# CLI usage
**sel** extracts fragments from text by line numbers, ranges, comma-separated
lists, positions (`line:column`), or regex. It streams input line-by-line so
large files stay practical.
For the exact help text your binary was built with, run:
```bash
sel --help
```
## Modes
### Line / list / range selectors
When **not** using `-e`, the first positional argument may be a **selector** if
it matches selector syntax (digits, commas, hyphens, optional colon for
position). Remaining positionals are input paths. If the first argument does not
look like a selector, it is treated as a file (and stdin is not implied unless
you use `-` or omit files per rules below).
Examples:
```bash
sel 30-35 file.txt
sel 1,5,10-15,22 file.txt
sel -c 3 42 file.txt
sel -n 10 23:260 file.txt
```
### Regex mode (`-e`)
With `-e PATTERN`, the selector is ignored. **All** positional arguments are
input files. Use `-v` to invert the match (lines that do **not** match).
```bash
### Whole file with line numbers
If you pass only a file (no selector), **sel** prints the entire file with line
numbers (similar to `cat -n`).
```bash
sel file.txt
```
## Input sources
- **Explicit paths**: one or more files after the optional selector.

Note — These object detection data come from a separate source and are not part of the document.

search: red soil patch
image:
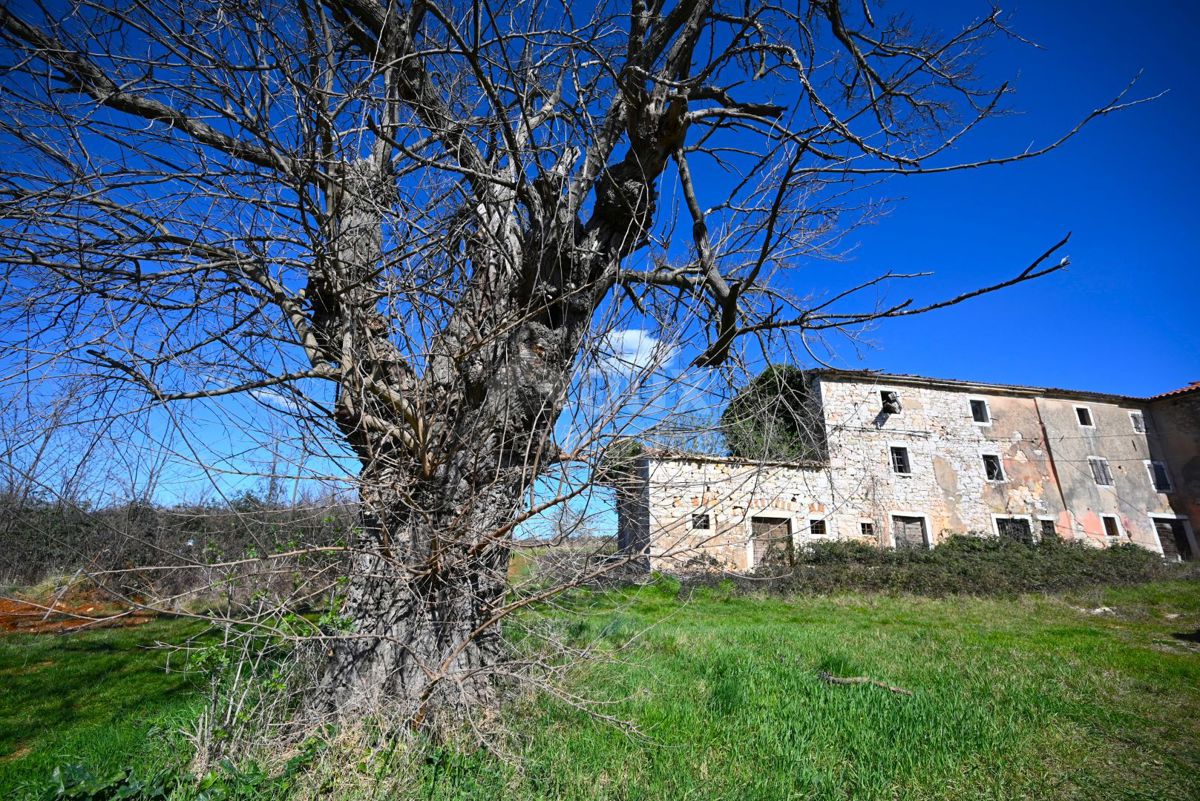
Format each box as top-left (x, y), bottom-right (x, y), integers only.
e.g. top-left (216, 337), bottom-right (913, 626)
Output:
top-left (0, 592), bottom-right (154, 634)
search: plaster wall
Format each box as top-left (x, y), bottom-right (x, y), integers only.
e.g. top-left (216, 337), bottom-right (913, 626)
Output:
top-left (1147, 390), bottom-right (1200, 536)
top-left (1037, 397), bottom-right (1174, 552)
top-left (623, 375), bottom-right (1200, 571)
top-left (817, 380), bottom-right (1073, 546)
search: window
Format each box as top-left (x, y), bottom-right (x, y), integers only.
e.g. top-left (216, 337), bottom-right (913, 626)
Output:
top-left (1038, 518), bottom-right (1058, 542)
top-left (1146, 462), bottom-right (1171, 493)
top-left (1100, 514), bottom-right (1121, 540)
top-left (1087, 456), bottom-right (1112, 487)
top-left (1075, 406), bottom-right (1096, 428)
top-left (996, 517), bottom-right (1033, 546)
top-left (983, 453), bottom-right (1004, 481)
top-left (892, 514), bottom-right (929, 548)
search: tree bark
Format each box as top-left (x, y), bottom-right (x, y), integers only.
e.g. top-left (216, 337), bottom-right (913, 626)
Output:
top-left (325, 475), bottom-right (515, 725)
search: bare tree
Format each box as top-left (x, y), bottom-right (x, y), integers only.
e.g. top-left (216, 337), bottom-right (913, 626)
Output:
top-left (0, 0), bottom-right (1142, 723)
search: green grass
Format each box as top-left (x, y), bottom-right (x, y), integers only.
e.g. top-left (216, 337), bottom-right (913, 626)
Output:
top-left (422, 582), bottom-right (1200, 799)
top-left (0, 621), bottom-right (208, 800)
top-left (0, 582), bottom-right (1200, 800)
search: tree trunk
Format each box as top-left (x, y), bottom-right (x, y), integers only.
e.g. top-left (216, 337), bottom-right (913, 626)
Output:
top-left (324, 476), bottom-right (515, 728)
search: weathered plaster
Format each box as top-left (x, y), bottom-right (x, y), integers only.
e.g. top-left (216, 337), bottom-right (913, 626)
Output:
top-left (622, 374), bottom-right (1200, 571)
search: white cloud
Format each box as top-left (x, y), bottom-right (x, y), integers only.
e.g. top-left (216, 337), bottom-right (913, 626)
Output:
top-left (600, 329), bottom-right (679, 373)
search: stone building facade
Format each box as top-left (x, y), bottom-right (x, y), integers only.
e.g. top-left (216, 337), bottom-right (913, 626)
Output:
top-left (618, 371), bottom-right (1200, 571)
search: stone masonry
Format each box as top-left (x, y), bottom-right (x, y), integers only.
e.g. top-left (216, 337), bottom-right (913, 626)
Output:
top-left (618, 371), bottom-right (1200, 571)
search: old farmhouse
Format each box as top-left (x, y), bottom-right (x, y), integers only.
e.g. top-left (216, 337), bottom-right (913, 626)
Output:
top-left (618, 369), bottom-right (1200, 571)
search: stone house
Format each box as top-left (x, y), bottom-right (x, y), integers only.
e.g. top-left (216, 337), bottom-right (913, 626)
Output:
top-left (617, 369), bottom-right (1200, 571)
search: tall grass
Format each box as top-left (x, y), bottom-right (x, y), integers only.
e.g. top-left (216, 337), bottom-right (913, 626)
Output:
top-left (0, 579), bottom-right (1200, 801)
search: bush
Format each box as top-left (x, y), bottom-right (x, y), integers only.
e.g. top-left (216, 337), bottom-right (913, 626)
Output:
top-left (697, 535), bottom-right (1200, 596)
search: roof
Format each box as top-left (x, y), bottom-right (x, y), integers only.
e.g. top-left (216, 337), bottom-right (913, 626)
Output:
top-left (804, 367), bottom-right (1185, 403)
top-left (1151, 381), bottom-right (1200, 401)
top-left (637, 447), bottom-right (829, 469)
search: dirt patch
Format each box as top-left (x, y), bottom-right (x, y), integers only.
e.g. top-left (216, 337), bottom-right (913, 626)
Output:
top-left (0, 592), bottom-right (154, 634)
top-left (0, 746), bottom-right (34, 763)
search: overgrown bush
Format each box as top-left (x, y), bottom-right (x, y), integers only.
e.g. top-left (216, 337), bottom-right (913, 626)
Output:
top-left (696, 535), bottom-right (1200, 596)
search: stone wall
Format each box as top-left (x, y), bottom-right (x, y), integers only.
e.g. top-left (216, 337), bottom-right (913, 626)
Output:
top-left (623, 375), bottom-right (1200, 571)
top-left (818, 380), bottom-right (1073, 546)
top-left (1147, 389), bottom-right (1200, 546)
top-left (1037, 397), bottom-right (1171, 552)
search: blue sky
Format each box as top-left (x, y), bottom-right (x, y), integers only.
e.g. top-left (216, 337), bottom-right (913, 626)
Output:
top-left (814, 0), bottom-right (1200, 395)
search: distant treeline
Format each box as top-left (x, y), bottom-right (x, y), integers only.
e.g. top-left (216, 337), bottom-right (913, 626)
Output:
top-left (0, 494), bottom-right (358, 595)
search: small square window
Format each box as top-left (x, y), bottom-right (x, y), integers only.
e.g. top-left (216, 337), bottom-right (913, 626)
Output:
top-left (1087, 456), bottom-right (1112, 487)
top-left (983, 453), bottom-right (1004, 481)
top-left (1100, 514), bottom-right (1121, 540)
top-left (1146, 462), bottom-right (1171, 493)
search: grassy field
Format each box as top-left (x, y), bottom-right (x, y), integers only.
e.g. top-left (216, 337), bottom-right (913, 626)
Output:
top-left (0, 621), bottom-right (202, 801)
top-left (0, 582), bottom-right (1200, 800)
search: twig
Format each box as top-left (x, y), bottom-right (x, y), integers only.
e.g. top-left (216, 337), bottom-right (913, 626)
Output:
top-left (817, 670), bottom-right (912, 695)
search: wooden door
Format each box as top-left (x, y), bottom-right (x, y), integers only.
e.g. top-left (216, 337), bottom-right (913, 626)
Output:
top-left (1154, 520), bottom-right (1193, 561)
top-left (750, 517), bottom-right (793, 570)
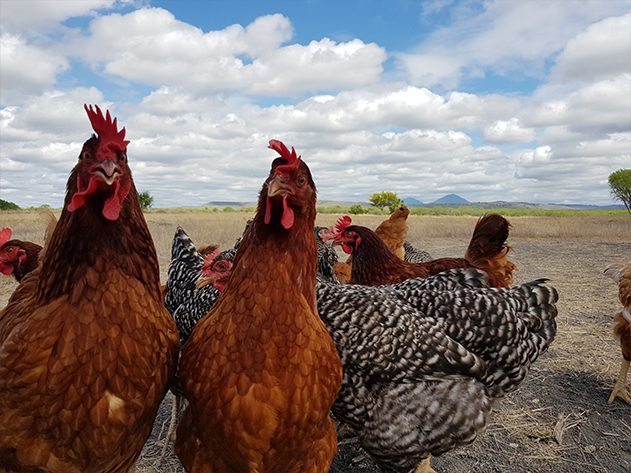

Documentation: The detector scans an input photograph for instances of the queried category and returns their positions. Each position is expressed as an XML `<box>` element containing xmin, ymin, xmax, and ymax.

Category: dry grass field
<box><xmin>0</xmin><ymin>210</ymin><xmax>631</xmax><ymax>473</ymax></box>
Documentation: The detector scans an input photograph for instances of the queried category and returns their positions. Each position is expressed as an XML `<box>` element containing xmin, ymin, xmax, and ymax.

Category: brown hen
<box><xmin>605</xmin><ymin>263</ymin><xmax>631</xmax><ymax>404</ymax></box>
<box><xmin>175</xmin><ymin>140</ymin><xmax>342</xmax><ymax>473</ymax></box>
<box><xmin>335</xmin><ymin>214</ymin><xmax>517</xmax><ymax>287</ymax></box>
<box><xmin>0</xmin><ymin>106</ymin><xmax>179</xmax><ymax>473</ymax></box>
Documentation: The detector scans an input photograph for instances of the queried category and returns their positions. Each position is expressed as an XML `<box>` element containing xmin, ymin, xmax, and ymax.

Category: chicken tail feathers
<box><xmin>465</xmin><ymin>214</ymin><xmax>517</xmax><ymax>287</ymax></box>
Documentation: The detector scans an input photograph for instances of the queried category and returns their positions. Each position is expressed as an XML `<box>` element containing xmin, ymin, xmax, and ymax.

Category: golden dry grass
<box><xmin>0</xmin><ymin>211</ymin><xmax>631</xmax><ymax>472</ymax></box>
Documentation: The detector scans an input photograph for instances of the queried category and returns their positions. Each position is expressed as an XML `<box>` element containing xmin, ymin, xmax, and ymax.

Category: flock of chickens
<box><xmin>0</xmin><ymin>106</ymin><xmax>631</xmax><ymax>473</ymax></box>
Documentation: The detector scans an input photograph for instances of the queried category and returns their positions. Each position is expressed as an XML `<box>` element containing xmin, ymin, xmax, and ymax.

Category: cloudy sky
<box><xmin>0</xmin><ymin>0</ymin><xmax>631</xmax><ymax>207</ymax></box>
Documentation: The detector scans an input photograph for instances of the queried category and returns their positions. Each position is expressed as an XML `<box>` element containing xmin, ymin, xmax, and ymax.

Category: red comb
<box><xmin>83</xmin><ymin>104</ymin><xmax>129</xmax><ymax>151</ymax></box>
<box><xmin>0</xmin><ymin>228</ymin><xmax>13</xmax><ymax>246</ymax></box>
<box><xmin>335</xmin><ymin>215</ymin><xmax>353</xmax><ymax>233</ymax></box>
<box><xmin>268</xmin><ymin>140</ymin><xmax>300</xmax><ymax>169</ymax></box>
<box><xmin>202</xmin><ymin>249</ymin><xmax>221</xmax><ymax>275</ymax></box>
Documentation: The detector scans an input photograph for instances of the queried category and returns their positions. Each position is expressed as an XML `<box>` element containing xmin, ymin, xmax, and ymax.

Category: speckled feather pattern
<box><xmin>164</xmin><ymin>226</ymin><xmax>204</xmax><ymax>315</ymax></box>
<box><xmin>403</xmin><ymin>240</ymin><xmax>434</xmax><ymax>263</ymax></box>
<box><xmin>317</xmin><ymin>269</ymin><xmax>558</xmax><ymax>473</ymax></box>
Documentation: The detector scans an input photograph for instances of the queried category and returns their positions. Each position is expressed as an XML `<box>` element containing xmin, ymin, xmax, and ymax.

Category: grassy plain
<box><xmin>0</xmin><ymin>210</ymin><xmax>631</xmax><ymax>473</ymax></box>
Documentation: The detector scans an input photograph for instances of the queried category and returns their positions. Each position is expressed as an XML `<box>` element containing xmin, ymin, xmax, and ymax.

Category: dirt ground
<box><xmin>138</xmin><ymin>234</ymin><xmax>631</xmax><ymax>473</ymax></box>
<box><xmin>0</xmin><ymin>212</ymin><xmax>631</xmax><ymax>473</ymax></box>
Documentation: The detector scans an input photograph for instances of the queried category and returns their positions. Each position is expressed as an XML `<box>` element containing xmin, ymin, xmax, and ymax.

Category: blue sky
<box><xmin>0</xmin><ymin>0</ymin><xmax>631</xmax><ymax>207</ymax></box>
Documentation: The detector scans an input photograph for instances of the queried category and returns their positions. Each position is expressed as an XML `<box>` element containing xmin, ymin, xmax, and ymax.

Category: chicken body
<box><xmin>605</xmin><ymin>263</ymin><xmax>631</xmax><ymax>404</ymax></box>
<box><xmin>164</xmin><ymin>226</ymin><xmax>204</xmax><ymax>318</ymax></box>
<box><xmin>0</xmin><ymin>107</ymin><xmax>178</xmax><ymax>473</ymax></box>
<box><xmin>314</xmin><ymin>227</ymin><xmax>340</xmax><ymax>284</ymax></box>
<box><xmin>336</xmin><ymin>214</ymin><xmax>517</xmax><ymax>287</ymax></box>
<box><xmin>175</xmin><ymin>141</ymin><xmax>341</xmax><ymax>473</ymax></box>
<box><xmin>375</xmin><ymin>205</ymin><xmax>410</xmax><ymax>259</ymax></box>
<box><xmin>317</xmin><ymin>269</ymin><xmax>558</xmax><ymax>473</ymax></box>
<box><xmin>403</xmin><ymin>240</ymin><xmax>434</xmax><ymax>263</ymax></box>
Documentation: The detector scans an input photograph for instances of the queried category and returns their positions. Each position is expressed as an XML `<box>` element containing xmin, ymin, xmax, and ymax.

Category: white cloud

- **Stdin**: use `-` as a filename, or provide **no** file arguments (stdin is
then used). In regex mode, no files means stdin.
- **Positional selectors (`line:column`)** require a **seekable** file; pairing
them with stdin is rejected with a clear error (the implementation cannot
jump to arbitrary lines on a pipe).
## Output
- Default: **stdout**.
- **`-o FILE`**: write to `FILE`. Existing files are **not** overwritten unless
you add **`--force`**. Use **`-o -`** to mean stdout explicitly.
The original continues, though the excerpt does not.